From the very beginning, this war was hellish. The war’s technology also meant the introduction of gruesome registers, qualities of sound people were wholly unaccustomed to hearing before. Cannons literally roared, artillery shells boomed, rifles and muskets whistled grimly. And then there was the chilling sound of injured men screaming and dying men gurgling their way to death.
If the ears were assaulted in this war, so too were the eyes. The sight of tens of thousands of men marching to battle was eye-opening; seeing the results of those battles was painful, even numbing. Bodies were disfigured, limbs were lost, and there was so much blood at times that soil turned red. Even for a time when it was common to see grisly sights such as slavery and whipping, no one could get used to these images.
War tested the limits of taste. Food riots in the Confederacy were not uncommon, and people used to bountiful pantries found themselves eating things hereto unimaginable. During the almost 50-day Union siege of Vicksburg, Mississippi, white Southerners, who subscribed to the idea that what they ate said a lot about their aesthetic taste and standing, ate food typically consumed by slaves—and worse. By siege’s end, some happily paid to eat rat and dog. Protocols of touch were also affected: elite whites used to standing proud now burrowed, crablike and stooped, in caves dug into the hillsides around the city. White men crammed themselves into submarines to fight in quarters so close, confining, and contorting, that they in some ways resembled the spaces endured by slaves in the unspeakable misery of the Middle Passage.
And yet nestled in these experiences of the war was a noble quality that had less to do with the abstractions of liberty and freedom than with a willingness to endure a gritty and almost unbearable sensory assault. Witness the experience of Cornelia Hancock, a young Union nurse, following the slaughter at Gettysburg in July 1863. Bodies, thousands of them, lay so thick on the field that nurses like Hancock had to tiptoe through the carnage. As if this wasn’t enough, the days following the end of the battle took a truly stunning toll not just on the eyes but also on defenseless noses. To simply breathe, everyone in and around Gettysburg had to inhale the growing stench of thousands of unburied dead bodies. Hancock wrote in a letter:
A sickening, overpowering, awful stench announced the presence of the unburied dead upon which the July sun was mercilessly shining and at every step the air grew heavier and fouler until it seemed to possess a palpable horrible density that could be seen and felt and cut with a knife …

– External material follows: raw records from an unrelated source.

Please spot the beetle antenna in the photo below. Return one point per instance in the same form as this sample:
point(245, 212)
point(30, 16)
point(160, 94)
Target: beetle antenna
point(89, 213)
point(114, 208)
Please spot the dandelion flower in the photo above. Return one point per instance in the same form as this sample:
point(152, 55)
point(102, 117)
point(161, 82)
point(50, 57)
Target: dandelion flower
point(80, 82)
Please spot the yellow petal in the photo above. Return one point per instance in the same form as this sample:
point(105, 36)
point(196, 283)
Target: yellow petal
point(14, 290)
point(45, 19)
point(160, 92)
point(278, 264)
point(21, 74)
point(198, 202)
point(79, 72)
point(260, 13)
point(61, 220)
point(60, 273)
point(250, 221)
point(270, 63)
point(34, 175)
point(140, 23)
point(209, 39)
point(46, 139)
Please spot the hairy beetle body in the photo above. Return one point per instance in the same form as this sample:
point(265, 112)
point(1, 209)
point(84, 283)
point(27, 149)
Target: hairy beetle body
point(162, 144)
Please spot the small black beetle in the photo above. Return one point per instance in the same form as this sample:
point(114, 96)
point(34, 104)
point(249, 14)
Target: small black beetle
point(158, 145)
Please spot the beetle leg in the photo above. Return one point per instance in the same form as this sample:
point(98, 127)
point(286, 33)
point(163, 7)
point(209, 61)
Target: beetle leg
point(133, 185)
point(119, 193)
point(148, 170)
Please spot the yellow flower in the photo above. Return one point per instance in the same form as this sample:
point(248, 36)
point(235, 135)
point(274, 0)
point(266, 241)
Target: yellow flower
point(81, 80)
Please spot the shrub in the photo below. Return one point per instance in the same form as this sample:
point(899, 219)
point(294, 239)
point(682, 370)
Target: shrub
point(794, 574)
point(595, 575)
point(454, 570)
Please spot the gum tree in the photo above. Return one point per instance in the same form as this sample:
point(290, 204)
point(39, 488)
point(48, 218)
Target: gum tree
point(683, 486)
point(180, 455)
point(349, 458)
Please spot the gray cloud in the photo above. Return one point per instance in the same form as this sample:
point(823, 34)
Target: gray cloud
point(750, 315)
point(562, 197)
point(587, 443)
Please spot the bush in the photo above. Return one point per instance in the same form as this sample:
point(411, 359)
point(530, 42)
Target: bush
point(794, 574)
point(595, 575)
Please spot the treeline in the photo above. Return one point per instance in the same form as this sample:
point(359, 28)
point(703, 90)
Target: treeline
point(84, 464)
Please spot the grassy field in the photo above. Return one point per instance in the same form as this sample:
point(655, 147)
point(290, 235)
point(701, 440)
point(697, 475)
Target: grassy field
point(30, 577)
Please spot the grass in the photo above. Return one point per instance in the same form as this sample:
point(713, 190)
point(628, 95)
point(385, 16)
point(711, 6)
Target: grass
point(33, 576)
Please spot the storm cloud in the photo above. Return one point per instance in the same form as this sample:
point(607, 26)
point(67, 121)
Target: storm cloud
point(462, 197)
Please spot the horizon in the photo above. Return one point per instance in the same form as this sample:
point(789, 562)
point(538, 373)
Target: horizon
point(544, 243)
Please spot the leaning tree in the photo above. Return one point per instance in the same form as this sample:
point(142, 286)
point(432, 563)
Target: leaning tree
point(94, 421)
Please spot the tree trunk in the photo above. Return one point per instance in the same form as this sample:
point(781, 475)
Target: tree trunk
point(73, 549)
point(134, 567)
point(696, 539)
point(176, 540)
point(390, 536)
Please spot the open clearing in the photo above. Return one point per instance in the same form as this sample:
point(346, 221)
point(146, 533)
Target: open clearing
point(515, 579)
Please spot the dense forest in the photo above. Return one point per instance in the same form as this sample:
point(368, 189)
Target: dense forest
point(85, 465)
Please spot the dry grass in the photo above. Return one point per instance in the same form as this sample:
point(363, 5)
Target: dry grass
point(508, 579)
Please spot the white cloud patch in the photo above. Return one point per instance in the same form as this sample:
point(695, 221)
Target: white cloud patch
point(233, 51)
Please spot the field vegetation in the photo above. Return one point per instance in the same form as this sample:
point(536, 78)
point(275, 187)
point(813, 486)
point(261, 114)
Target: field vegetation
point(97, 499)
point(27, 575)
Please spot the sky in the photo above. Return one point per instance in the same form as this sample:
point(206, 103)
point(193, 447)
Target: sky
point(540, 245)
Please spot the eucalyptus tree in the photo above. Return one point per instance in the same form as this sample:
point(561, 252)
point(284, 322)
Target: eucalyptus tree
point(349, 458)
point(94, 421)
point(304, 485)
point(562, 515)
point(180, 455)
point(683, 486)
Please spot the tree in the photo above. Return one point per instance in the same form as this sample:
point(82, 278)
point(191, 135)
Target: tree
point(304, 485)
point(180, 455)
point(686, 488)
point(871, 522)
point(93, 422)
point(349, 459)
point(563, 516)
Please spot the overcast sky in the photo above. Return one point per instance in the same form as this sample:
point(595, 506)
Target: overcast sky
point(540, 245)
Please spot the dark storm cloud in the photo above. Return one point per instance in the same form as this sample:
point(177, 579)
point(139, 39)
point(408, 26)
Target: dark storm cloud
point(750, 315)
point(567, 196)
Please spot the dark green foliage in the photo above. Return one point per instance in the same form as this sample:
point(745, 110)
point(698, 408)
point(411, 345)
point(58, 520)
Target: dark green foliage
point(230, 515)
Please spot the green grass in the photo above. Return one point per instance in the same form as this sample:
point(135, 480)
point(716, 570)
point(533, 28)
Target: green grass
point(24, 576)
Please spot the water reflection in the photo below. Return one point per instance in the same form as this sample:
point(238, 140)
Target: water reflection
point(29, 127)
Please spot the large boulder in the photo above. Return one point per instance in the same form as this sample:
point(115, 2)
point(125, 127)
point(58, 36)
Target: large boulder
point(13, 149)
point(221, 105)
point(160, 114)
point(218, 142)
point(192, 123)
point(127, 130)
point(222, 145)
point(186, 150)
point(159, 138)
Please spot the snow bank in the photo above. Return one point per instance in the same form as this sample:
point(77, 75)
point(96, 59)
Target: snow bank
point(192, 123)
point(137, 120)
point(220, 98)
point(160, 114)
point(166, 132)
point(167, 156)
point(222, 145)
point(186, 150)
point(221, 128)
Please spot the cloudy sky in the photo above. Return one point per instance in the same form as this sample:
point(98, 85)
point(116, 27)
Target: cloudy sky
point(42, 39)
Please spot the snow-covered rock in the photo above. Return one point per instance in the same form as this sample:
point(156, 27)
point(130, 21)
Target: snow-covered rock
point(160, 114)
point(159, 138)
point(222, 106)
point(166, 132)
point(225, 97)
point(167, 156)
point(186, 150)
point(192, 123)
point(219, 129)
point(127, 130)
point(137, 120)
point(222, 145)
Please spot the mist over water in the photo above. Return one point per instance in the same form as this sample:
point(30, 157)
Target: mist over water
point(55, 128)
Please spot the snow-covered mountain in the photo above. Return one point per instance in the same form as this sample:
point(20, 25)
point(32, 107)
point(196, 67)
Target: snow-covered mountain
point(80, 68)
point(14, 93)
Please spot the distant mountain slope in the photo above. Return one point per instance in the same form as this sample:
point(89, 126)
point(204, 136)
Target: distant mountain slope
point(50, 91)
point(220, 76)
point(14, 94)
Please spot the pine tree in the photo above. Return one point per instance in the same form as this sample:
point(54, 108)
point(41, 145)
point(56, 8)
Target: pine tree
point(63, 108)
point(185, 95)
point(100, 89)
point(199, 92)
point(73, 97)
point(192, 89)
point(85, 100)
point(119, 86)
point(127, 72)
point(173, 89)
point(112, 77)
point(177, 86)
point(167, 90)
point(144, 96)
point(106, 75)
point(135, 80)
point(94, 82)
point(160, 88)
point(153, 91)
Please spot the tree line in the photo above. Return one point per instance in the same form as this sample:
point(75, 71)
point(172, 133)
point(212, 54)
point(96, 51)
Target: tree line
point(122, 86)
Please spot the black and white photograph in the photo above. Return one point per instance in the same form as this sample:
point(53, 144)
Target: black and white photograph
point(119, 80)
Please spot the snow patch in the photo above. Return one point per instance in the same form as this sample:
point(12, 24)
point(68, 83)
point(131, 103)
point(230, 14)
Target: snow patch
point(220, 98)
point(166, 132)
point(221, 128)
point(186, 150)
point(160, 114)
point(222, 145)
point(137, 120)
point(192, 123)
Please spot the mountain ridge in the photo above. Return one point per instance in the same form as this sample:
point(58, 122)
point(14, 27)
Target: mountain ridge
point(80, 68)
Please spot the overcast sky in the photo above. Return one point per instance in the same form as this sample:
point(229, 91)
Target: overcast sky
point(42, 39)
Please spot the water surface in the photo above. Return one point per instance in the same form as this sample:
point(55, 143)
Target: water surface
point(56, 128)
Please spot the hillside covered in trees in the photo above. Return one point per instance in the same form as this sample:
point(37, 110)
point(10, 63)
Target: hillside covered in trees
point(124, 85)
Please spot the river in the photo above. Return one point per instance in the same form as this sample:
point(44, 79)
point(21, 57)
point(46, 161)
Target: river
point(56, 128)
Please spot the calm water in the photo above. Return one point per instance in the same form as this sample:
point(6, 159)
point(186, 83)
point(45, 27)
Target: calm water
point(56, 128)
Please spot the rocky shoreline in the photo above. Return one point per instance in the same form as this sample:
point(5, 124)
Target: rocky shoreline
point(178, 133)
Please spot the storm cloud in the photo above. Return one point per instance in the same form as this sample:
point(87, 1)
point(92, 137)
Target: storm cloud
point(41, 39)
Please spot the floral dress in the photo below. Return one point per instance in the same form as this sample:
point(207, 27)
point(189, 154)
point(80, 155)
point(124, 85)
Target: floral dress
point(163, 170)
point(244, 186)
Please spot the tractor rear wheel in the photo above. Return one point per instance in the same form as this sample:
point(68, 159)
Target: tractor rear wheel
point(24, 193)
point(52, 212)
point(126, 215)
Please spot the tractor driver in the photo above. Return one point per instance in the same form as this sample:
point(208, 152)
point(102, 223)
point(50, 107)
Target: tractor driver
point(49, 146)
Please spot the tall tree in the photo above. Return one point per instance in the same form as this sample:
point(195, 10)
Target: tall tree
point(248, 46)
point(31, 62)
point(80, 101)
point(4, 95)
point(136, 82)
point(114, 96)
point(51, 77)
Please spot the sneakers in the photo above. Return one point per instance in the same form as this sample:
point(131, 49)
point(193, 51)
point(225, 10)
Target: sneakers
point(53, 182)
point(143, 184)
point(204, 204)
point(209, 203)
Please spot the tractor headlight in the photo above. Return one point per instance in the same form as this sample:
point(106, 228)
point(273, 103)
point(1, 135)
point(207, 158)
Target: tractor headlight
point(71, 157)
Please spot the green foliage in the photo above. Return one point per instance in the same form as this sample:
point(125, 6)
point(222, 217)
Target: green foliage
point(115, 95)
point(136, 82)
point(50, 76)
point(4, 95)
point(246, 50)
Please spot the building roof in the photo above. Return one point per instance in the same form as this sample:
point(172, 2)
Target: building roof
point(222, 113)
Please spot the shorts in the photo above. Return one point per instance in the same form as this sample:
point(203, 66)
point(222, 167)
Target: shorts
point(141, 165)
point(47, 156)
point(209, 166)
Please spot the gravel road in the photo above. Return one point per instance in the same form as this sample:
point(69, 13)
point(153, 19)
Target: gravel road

Hancock could have left. Indeed, in the absence of nose lids, the only way she could have escaped the stench of death—and the disease people at the time associated with it—was by removing herself from the scene. But she didn’t leave. Neither did dozens of other nurses and doctors. They stayed not only because they were motivated by the noble ideals of this war, but also because they had personal missions to save those who could be saved, to help those who could be helped, and to close gently the eyelids of those whose death was imminent. And to do so, at every turn, they had to inhale the rank stench of decay and death.
In some ways, the sensory experience of the Civil War helped Americans internalize Sherman’s claim that war is, indeed, hell. It was, perhaps, from that common sensory experience of this hellish war and the nature of the sensory sacrifices it demanded that Americans—white ones at least—were able to find common ground and effect a sentimental reunion of sorts after the war came to a close.
The Civil War overwhelmed the senses and exposed the idea of sensory mastery as a flimsy conceit. But in that sensory revolution were a thousand stories of sensory endurance and sensory sacrifice in which all Americans shared, regardless of their side, during this most righteous and stinking war.